The basic idea is dirt simple. After that, apparently the OP has an overview. Af...

The basic idea is dirt simple. After that, apparently the OP has an overview. After that, the math gets quite pure. E.g., the Markov assumption is that in the underlying process, the past and future are conditionally independent given the present. Fairly quickly start discussing this assumption in terms of sigma algebras from measure theory instead of just random variables. The sigma algebras are pretty: (a) If have the sigma algebra generated by a random variable, the random variable is determined (from memory from 20 years ago; my source was

I. I. Gihman and A. V. Skorohod, The Theory of Stochastic Processes I, ISBN 0-387-06573-3, Springer-Verlag, New York, 1974.

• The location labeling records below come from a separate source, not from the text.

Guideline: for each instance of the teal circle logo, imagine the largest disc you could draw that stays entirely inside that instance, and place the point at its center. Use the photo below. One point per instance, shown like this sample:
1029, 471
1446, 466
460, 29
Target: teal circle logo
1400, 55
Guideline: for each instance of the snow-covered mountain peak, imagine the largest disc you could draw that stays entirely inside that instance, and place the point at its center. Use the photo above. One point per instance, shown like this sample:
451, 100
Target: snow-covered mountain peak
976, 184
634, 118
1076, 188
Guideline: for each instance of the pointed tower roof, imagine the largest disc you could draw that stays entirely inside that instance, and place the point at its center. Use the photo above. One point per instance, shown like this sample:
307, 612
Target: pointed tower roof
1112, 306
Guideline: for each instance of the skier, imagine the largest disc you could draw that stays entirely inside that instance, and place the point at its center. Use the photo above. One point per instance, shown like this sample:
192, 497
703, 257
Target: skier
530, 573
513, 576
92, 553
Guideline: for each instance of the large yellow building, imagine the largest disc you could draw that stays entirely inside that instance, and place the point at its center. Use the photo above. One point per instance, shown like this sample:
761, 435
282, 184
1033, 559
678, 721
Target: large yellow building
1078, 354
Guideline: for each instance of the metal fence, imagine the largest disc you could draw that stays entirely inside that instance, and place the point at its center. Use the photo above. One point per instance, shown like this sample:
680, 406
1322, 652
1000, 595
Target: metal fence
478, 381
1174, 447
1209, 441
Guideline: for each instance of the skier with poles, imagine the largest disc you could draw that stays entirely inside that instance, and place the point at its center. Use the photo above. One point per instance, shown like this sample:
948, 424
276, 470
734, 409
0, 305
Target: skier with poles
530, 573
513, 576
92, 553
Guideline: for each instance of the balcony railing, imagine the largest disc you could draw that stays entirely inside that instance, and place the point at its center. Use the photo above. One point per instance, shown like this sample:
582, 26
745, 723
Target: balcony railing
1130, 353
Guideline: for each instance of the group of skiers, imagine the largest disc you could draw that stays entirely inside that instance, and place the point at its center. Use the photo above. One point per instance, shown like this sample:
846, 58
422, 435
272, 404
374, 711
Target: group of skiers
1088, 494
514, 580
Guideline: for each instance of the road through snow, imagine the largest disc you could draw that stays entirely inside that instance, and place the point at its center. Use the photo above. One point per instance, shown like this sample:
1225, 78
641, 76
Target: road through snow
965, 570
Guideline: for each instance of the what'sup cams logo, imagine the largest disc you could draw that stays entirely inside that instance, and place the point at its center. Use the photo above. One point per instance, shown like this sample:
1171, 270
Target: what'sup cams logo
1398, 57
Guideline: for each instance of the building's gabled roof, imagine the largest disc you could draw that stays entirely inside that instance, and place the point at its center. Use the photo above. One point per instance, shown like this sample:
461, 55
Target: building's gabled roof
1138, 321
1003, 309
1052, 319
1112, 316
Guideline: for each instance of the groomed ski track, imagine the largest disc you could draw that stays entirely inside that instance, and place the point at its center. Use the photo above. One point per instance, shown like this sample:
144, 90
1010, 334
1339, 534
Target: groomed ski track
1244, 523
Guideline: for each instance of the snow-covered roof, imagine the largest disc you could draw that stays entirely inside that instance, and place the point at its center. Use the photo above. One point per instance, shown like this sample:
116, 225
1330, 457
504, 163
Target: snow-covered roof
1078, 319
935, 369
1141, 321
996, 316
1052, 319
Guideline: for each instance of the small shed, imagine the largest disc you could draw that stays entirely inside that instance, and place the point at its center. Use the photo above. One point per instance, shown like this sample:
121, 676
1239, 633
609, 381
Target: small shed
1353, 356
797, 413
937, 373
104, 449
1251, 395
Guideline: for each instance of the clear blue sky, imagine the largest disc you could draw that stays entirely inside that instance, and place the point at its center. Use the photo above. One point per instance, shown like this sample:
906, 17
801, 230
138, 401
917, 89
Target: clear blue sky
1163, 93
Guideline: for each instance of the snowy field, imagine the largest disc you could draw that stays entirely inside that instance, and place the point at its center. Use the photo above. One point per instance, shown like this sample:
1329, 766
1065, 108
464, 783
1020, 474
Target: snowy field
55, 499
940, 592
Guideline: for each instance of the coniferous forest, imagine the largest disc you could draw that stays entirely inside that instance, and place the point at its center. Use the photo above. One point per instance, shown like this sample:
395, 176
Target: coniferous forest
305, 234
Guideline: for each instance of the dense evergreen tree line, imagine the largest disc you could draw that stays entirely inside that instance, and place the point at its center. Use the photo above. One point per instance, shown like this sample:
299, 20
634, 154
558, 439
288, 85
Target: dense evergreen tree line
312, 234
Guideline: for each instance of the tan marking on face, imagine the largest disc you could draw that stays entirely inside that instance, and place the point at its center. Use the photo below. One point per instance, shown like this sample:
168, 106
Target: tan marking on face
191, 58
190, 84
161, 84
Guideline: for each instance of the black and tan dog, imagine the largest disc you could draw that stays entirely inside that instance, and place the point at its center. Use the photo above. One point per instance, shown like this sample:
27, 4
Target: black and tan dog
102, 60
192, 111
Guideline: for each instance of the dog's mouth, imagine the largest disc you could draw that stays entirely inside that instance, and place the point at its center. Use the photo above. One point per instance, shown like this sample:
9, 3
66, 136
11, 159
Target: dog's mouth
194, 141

and I lost my copy in a move and have yet to order another from Springer). (b) If have infinitely many random variables, discussing conditional independence is at least clumsy but the sigma algebra they generate makes talking about conditional independence easy. Where to get infinitely many random variables? In the continuous time case, the past one second will do. In the discrete time case, the full past of the process if assume the process goes back all the way in time.

But, sure, in practice, can't do anything very direct with sigma algebras, that is, they are pretty theory.

Here is the whole idea in a reasonably general case in brief:

Do some financial planning for the next five years. Make time discrete, say, one point in time for each month. Have a point at the beginning and also at the end for a total of 61 points.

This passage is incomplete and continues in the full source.